The normal and most optimal workflow should be a user-space ring-
buffer
of these constant-size struct async_syscall entries:
struct async_syscall ringbuffer[1024];
LIST_HEAD(submitted);
LIST_HEAD(pending);
LIST_HEAD(completed);
I strongly disagree here, and I'm hoping you're not as keen on this
now -- your reply to Matt gives me hope.
As mentioned, that they complete out-of-order leads, at least, to
having separate submission and completion rings. I'm not sure a
submission ring makes any sense given the goal of processing the
calls in submission and only creating threads if it blocks. A simple
copy of an array of these input structs sounds fine to me.

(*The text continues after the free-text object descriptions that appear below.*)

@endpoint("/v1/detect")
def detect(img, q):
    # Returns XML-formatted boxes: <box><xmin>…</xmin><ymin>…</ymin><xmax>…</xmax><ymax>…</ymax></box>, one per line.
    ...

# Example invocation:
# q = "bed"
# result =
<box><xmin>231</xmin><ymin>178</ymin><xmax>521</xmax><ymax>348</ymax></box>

When I think about the completion side I tend to hope we can end up
with something like what VJ talked about in his net channels work.
producer/consumer rings with head and tail pointers in different
cache lines. AFAIK the kevent work has headed in that direction, but
I haven't kept up. Uli has certainly mentioned it in his 'ec' (event
channels) proposals.
The posix AIO list completion and, sadly, signals on completion need
to be considered, too.
Honestly, though, I'm not worried about this part. We'll easily come
to an agreement. I'm just not going to distract myself with it until
we're happy with the scheduler side.
Looks like we can hit many birds with this single stone: AIO, vectored
syscalls, finegrained system-call parallelism. Hm?
Hmm, indeed. Some flags could let userspace tell the kernel not to
bother with all this threading/concurrency/aio nonsense and just
issue them serially. It'll sound nuts in these days of cheap
syscalls and vsyscall helpers, but some Oracle folks might love this
for issuing a gettimeofday() pair around syscalls they want to profile.
I hadn't considered that as a potential property of this interface.